In order to prevent the purchase order from not being delivered on time, the purchase may send the purchase order to the factory in advance, and in order to prevent the order from being paid in full, the inventory of semi-finished products and raw materials should be made a little higher to ensure delivery, etc.
If the inventory is low, these production and operation problems may be immediately exposed, including low production efficiency, product quality problems, production planning problems, and so on.
Control of inventories.
Due to the above shortcomings of inventory, because special attention needs to be paid to the control of inventory in the daily management of PMC, a perfect inventory control system must be established to achieve effective control of inventory. Including but not limited to the following:
Stable production plan, output stable MRP through stable production plan, and control materials.
Reduce manual order issuance, and strictly release the corresponding material requirements according to the requisition of MRP or LRP calculation. Reduce manual requisitions and purchase order placements.

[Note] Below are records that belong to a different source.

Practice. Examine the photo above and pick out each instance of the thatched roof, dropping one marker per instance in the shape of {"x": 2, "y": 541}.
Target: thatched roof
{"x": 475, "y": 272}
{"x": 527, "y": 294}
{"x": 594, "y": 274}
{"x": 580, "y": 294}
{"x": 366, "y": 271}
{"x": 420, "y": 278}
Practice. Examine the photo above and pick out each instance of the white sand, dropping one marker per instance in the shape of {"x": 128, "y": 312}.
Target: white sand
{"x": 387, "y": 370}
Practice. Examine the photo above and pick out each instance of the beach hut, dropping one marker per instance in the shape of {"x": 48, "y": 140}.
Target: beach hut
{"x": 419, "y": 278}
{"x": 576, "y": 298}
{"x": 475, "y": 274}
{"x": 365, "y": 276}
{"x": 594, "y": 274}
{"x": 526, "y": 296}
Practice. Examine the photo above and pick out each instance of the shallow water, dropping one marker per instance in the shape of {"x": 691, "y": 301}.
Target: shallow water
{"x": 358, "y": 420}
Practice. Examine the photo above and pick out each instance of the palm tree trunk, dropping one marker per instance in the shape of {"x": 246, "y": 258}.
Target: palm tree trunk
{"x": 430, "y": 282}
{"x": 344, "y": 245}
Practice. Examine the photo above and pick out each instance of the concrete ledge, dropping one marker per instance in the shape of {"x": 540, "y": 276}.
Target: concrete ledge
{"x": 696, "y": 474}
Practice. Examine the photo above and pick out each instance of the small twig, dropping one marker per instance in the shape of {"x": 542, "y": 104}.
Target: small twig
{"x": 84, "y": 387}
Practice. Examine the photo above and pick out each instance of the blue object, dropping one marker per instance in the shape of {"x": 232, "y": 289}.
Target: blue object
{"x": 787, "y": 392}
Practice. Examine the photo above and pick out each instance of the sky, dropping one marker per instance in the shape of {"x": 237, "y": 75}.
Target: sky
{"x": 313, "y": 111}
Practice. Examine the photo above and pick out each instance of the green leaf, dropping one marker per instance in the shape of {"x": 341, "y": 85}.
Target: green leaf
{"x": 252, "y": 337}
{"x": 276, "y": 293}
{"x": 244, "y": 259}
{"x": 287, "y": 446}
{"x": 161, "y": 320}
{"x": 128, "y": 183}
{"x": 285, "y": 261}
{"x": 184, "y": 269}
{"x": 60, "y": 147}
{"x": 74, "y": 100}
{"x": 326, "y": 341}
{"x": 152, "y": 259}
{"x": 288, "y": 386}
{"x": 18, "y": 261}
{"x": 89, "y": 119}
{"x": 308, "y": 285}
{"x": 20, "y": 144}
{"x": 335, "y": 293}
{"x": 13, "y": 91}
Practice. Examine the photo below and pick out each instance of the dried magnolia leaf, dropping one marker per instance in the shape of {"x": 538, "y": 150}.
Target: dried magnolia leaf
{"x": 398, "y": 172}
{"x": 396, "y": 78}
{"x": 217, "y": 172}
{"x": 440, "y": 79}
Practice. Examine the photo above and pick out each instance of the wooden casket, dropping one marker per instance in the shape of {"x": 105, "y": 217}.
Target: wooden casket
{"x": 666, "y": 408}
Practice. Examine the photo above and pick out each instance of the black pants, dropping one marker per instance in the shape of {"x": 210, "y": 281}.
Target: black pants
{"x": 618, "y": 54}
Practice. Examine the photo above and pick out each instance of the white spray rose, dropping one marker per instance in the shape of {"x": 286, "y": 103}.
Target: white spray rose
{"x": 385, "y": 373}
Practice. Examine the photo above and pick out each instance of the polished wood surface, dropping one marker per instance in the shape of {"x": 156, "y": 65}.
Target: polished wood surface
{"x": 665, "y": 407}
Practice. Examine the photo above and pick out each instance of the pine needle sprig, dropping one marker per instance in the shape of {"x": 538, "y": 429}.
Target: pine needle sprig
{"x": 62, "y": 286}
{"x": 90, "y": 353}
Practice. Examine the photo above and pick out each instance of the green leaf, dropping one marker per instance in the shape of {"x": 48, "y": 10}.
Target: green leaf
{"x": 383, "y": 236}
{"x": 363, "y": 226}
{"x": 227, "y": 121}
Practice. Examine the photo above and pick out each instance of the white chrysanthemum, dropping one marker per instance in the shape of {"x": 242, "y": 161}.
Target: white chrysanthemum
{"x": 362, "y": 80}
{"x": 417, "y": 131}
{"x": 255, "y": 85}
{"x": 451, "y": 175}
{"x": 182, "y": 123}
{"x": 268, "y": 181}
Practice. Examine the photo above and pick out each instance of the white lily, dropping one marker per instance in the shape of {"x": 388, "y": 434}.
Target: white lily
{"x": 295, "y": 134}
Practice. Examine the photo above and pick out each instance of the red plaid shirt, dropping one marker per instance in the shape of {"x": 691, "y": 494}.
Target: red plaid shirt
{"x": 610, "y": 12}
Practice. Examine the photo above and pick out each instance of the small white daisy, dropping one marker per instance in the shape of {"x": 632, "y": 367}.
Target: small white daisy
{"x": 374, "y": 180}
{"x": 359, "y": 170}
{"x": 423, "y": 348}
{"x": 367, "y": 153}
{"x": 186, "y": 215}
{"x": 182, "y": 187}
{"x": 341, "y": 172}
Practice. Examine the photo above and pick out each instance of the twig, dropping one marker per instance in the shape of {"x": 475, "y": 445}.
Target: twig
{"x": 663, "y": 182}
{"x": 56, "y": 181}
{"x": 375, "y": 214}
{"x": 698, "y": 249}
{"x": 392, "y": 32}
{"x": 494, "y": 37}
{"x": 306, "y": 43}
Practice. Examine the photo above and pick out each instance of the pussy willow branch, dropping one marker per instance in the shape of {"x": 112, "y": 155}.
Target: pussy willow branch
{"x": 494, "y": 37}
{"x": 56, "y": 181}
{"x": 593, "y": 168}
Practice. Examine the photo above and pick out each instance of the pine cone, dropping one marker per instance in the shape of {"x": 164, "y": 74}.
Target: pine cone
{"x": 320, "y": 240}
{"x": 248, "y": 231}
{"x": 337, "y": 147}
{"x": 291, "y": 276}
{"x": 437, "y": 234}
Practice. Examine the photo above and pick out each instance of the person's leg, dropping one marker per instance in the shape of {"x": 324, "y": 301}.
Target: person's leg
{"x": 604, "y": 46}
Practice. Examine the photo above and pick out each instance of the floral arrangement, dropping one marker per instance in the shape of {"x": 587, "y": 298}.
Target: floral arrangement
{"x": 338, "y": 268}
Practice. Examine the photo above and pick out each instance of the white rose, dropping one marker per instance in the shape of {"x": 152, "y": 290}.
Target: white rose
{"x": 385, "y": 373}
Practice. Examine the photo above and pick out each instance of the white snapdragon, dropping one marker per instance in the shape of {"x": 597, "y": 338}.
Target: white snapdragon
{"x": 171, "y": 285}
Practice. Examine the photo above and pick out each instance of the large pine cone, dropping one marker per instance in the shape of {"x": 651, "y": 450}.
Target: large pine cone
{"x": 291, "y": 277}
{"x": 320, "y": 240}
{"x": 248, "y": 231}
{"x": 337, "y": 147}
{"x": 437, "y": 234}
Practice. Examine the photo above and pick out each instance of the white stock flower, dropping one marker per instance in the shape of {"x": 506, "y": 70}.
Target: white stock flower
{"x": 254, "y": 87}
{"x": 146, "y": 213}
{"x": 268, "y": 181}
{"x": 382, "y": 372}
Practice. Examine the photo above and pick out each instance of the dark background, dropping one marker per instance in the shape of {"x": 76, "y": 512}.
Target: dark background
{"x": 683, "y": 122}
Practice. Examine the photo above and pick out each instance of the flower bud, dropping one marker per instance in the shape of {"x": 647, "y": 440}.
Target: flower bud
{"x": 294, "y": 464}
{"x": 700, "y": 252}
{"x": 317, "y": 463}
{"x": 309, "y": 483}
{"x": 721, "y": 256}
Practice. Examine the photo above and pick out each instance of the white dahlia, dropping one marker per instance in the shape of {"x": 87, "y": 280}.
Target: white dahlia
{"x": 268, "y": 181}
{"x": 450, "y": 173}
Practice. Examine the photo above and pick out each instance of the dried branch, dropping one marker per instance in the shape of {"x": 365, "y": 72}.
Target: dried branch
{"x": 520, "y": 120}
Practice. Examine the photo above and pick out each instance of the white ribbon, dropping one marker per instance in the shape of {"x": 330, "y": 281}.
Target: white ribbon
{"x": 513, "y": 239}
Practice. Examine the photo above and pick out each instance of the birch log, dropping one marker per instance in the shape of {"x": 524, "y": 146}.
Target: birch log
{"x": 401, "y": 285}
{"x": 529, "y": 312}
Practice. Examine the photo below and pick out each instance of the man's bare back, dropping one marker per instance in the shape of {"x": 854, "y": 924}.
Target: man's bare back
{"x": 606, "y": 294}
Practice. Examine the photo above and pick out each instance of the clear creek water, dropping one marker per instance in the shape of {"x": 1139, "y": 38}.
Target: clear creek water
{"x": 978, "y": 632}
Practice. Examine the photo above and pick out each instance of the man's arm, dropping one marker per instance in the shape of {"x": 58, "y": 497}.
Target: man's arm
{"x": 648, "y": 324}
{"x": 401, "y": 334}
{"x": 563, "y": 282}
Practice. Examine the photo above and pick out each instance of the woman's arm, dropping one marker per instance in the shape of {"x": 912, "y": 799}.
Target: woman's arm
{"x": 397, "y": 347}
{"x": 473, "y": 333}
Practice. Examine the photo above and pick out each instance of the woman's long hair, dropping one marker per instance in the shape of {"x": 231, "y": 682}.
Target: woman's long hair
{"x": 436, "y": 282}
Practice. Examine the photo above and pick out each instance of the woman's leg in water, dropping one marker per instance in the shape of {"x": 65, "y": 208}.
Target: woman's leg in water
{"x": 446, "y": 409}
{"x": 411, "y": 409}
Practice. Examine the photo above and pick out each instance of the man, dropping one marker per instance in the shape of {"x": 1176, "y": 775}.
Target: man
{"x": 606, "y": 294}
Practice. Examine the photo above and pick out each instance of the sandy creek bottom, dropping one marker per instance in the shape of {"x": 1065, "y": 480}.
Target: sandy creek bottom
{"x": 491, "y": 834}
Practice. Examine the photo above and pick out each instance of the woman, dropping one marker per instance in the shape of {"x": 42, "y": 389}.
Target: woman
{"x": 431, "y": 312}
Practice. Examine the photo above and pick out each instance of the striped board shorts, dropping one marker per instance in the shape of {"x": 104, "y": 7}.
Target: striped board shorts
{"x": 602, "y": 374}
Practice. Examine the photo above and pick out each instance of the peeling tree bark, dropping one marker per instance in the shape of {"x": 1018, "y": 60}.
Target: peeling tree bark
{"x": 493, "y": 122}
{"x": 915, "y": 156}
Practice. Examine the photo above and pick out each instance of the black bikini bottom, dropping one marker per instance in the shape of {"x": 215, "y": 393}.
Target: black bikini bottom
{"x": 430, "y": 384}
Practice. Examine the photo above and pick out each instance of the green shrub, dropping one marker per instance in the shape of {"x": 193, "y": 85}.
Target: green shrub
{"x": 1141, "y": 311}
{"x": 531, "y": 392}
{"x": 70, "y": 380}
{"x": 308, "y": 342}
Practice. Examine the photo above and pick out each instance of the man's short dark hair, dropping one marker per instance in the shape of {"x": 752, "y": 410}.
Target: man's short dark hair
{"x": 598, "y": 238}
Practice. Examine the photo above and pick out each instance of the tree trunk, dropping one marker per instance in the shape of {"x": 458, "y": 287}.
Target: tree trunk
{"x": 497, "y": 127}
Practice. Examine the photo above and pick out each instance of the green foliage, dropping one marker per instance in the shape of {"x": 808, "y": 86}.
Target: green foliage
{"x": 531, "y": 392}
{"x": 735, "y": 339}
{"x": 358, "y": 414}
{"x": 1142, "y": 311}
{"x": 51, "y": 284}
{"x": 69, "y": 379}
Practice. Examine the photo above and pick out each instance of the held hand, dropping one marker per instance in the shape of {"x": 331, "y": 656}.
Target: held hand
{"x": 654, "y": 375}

Delivery according to the production plan, production in strict accordance with the production plan, no advance or delay, to achieve efficient turnover of inventory materials.
ERP account inspection, check the incoming and issuing materials of the warehouse, and prevent MRP demand errors caused by inaccurate inventory, resulting in repeated procurement or production tasks.
Regular warehouse material drawing, through regular material drawing, timely discovery and processing of discrepancies, to ensure the authenticity of inventory data, so that the accuracy of the warehouse's account card is improved.
Improve the inventory early warning mechanism, set reasonable inventory upper and lower limits and safety stocks, establish an early warning system, and automatically trigger the first process when the inventory is about to reach a critical value.